I think there’s a useful connection between the Jets’ hot streak and those insanely productive days on West 56th St. — and not just because comedy and football are so similar (collaborative, complex, relying on precise timing).  But rather because both are beautiful examples of how to build a deep-practice hothouse; a place that combines intensive learning with an urgent set of emotional cues. Three common elements jump out:

1) Super-high goals, from the start. On his first day, to the open-mouthed disbelief of media and fans alike, new Jets coach Rex Ryan talked about how the team would be visiting the White House after winning the Super Bowl. The West 56th St. writers set their goals even higher. As Mel Brooks said, “It wasn’t only a competition to be funnier. I had to get to the ultimate punch line. I was immensely ambitious. It was like I was screaming at the universe, like I had to make God laugh.”

2) Strong shared identity. It’s no coincidence that Coach Ryan and Sid Caesar resemble each other in personality; or that they have created teams in the images of themselves — tough, sharp, provocative, funny as hell.
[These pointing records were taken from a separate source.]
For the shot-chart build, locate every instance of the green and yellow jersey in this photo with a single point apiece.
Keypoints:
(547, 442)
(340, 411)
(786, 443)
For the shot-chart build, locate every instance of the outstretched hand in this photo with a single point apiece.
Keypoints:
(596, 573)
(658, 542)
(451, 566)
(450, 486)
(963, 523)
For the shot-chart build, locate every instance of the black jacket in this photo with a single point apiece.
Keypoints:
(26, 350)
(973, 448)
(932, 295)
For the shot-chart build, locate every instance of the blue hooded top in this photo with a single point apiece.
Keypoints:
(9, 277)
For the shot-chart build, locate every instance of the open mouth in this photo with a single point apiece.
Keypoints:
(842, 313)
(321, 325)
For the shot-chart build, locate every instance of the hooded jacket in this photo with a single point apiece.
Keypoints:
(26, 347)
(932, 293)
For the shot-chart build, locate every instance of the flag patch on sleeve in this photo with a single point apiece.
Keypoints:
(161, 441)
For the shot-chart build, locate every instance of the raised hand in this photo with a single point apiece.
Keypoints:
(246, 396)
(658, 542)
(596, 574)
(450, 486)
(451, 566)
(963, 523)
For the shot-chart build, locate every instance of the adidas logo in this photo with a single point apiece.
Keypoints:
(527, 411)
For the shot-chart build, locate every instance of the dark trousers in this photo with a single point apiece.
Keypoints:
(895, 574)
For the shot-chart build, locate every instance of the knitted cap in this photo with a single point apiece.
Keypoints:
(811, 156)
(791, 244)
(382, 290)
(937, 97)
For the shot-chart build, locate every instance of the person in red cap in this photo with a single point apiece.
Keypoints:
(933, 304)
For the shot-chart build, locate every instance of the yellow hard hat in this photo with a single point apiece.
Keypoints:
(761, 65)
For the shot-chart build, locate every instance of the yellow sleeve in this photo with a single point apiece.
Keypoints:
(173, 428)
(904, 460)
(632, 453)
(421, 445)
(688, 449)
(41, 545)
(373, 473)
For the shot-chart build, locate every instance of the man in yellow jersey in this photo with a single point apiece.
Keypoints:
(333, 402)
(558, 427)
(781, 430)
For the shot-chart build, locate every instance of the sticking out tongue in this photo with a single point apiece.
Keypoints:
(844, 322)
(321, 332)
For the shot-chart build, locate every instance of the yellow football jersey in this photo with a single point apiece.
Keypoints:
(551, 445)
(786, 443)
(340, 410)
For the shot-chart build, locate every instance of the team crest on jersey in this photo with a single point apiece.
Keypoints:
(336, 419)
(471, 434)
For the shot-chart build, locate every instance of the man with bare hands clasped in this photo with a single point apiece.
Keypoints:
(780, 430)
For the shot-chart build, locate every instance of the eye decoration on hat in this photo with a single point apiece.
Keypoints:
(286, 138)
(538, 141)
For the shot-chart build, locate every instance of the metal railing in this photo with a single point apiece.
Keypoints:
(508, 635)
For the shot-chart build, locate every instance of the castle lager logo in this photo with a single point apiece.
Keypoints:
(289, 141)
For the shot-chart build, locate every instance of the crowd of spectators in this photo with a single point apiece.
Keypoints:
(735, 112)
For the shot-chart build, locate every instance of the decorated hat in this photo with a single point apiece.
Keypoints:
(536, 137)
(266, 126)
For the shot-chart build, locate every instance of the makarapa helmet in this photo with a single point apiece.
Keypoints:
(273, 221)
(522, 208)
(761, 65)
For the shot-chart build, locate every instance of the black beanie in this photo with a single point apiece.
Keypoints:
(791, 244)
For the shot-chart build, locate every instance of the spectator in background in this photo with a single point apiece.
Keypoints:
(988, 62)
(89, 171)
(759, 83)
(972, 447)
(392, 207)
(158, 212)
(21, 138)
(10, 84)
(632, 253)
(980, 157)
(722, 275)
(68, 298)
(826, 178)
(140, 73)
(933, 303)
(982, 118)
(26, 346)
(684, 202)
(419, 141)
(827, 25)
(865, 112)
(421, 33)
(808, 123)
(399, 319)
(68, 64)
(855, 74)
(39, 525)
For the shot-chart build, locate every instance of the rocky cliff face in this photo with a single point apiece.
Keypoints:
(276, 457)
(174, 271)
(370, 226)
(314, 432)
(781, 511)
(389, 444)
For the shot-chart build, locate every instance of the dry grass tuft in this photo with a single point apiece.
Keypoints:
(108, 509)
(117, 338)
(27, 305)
Because they’re not just building a team — they’re creating a story.

3) Early failure is not a verdict, but a navigation point for better work. The Jets went through a tough patch early in the season, much like the Monday-Tuesday doldrums on West 56th. The bad days weren’t the end; they turned out to be stepping stones.

Of course, that’s not to say that doing these things is any kind of guarantee. Hot streaks are mysterious because they always depend on factors beyond our control. Truth is, the Jets could easily have lost to the Chargers last week; truth is, “Your Show of Shows” was sometimes hilarious, sometimes not so much. But the deeper truth is, both caught a hot streak because they had build a structure to do so.

Side note: There’s an interesting school of thought that holds that hot streaks don’t actually exist. Several studies have found that what we see as hot streaks is really just our narrative-hungry brains superimposing a story on a random run of luck. But I’d like to point out that most of these studies involve coin flips, NBA scorers, and MLB batters —  highly compartmentalized, either/or scenarios that don’t resemble the complex, emotional group interactions we find in football, comedy writing, and, I’d argue, our everyday lives.